While attending the Valg Season, Leo talks her father into staying in the Royal chambers aboard the Scandinavian, the ship hosting this year and her mother’s home ship. In doing this, they can rent out their ship and make a little money. What Leo doesn’t count on is her former fiance and his new friends renting it. Elliot is now a wealthy, successful captain of a whiskey ship, and like Leo, is entering the Valg Season. But Elliot’s motives aren’t entirely pure.
What is the Valg Season? It’s like a coming out party (think Victorian England) for society. The bloodlines on the ships are running a little too thin. If you don’t want to marry a cousin or other relative, you enter the Valg Season which lasts a few weeks.

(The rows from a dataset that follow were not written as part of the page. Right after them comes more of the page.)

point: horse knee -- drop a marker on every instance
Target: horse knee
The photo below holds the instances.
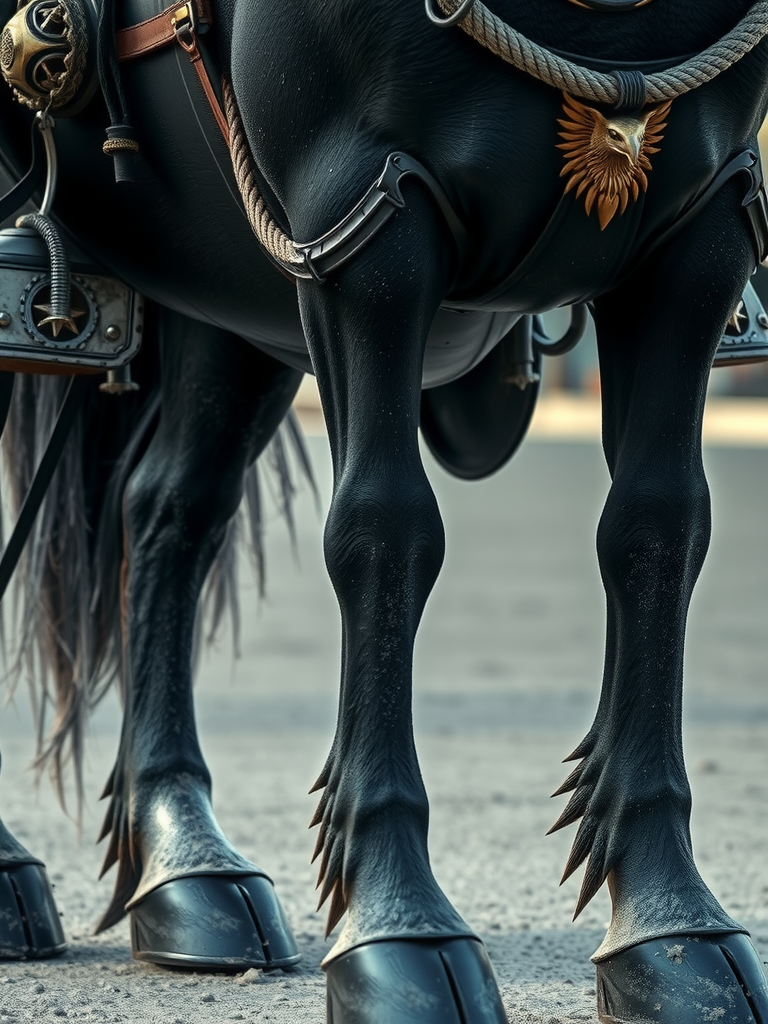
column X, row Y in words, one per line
column 170, row 506
column 383, row 532
column 654, row 532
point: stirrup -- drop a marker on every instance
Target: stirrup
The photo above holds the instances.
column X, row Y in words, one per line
column 745, row 338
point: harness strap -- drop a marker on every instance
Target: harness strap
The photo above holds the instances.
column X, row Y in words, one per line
column 755, row 205
column 176, row 24
column 76, row 392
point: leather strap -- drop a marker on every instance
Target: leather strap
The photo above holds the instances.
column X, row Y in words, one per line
column 67, row 415
column 156, row 32
column 176, row 24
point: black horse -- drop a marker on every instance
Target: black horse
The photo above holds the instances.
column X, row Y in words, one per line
column 497, row 196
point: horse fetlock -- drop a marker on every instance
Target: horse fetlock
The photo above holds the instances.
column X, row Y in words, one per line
column 163, row 832
column 374, row 863
column 633, row 815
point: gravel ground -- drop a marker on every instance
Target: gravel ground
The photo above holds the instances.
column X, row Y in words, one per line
column 508, row 668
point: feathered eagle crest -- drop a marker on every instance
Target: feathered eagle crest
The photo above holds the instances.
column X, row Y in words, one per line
column 606, row 159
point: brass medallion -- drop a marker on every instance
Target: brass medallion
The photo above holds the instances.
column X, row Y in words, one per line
column 607, row 159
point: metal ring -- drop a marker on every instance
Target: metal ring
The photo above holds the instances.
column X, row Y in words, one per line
column 549, row 346
column 444, row 23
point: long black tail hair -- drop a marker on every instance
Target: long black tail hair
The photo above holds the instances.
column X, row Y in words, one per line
column 65, row 615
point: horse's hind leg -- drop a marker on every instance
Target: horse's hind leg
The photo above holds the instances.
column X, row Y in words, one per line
column 194, row 899
column 30, row 925
column 404, row 953
column 672, row 954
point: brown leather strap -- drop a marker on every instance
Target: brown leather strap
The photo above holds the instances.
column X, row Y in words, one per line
column 156, row 32
column 174, row 25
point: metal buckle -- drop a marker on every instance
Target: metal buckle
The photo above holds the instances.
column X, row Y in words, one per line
column 183, row 25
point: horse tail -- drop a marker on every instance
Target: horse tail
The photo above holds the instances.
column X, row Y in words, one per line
column 66, row 611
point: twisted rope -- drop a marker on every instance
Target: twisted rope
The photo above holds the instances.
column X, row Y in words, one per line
column 266, row 229
column 528, row 56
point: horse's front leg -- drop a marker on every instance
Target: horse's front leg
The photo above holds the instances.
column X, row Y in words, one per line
column 30, row 925
column 404, row 954
column 672, row 953
column 194, row 899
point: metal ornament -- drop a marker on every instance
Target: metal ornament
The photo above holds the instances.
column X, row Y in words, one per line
column 745, row 336
column 607, row 159
column 58, row 312
column 46, row 54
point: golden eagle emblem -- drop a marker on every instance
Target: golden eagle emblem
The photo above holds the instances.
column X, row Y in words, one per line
column 606, row 159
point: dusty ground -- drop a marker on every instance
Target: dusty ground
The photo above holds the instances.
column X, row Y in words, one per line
column 508, row 666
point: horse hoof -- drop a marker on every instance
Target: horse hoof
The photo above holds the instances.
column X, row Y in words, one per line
column 414, row 981
column 213, row 922
column 684, row 980
column 30, row 925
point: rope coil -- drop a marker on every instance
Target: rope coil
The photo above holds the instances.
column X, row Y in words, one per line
column 280, row 246
column 542, row 64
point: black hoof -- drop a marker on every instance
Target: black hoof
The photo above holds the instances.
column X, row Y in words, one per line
column 214, row 922
column 30, row 926
column 414, row 981
column 684, row 980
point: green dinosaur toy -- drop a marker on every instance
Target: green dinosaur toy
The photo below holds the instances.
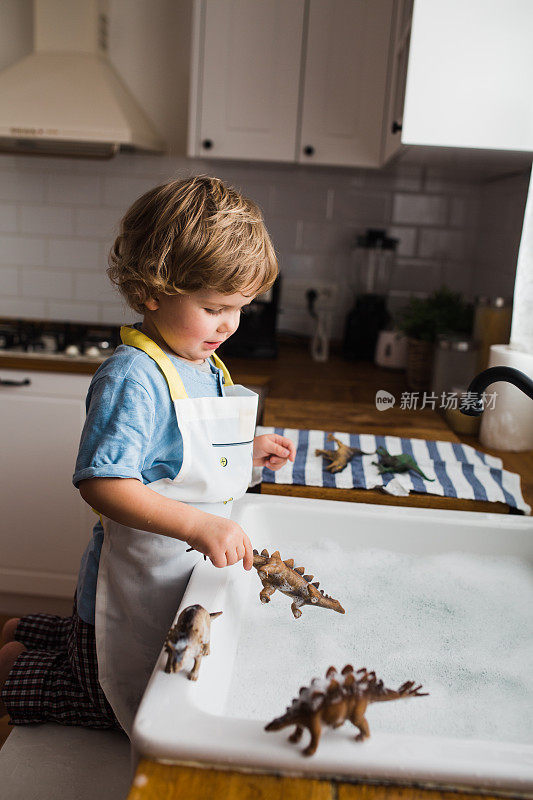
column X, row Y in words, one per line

Glittering balls, speed dating, dinners and dancing, among many other events fill up the weeks so the eligible candidates have a chance to mingle, meet and choose a spouse.
I’ll be honest, this aspect of the book while seeming to be the main plot (at least from the blurb) actually doesn’t take up as much as one would think. I expected more from it and had hoped to learn more about why they’re in space. In truth, it could have been set on Earth or another planet and the storyline not changed. The plot really focuses on the romance and the mystery surrounding Elliot’s return.
While I really liked Leo, the other characters fell flat for me, even Elliot. There were many times I had to check to see who Leo was interacting with because there was no depth. There is however plenty of representation from race to sexuality. It was as if the author had a list she could that she was checking off….lesbian check, asian check, mocha skin color check. Maybe it was just me, but it felt off and forced, and honestly the characters could have been any skin color or sexual orientation and it wouldn’t have impacted their story.
Overall I’m torn. I really enjoyed some aspects of The Stars We Steal. I loved Leo, her tenacity and forward thinking (because for this to be set so many years in the future, I felt as if I’d stepped back in time). I enjoyed how Donne weaved her own tale through Austen’s Persuasion. There is enough of the original story that it made me smile. However, if like me you are looking for a space opera, or at least a science fiction, this isn’t it. Yes, they are on a ship in space, but that’s the extent of it. The Stars We Steal is a unique take on social status and inequality set in the beautiful expanse of space. If you enjoy light science fiction with a little romance, I recommend it.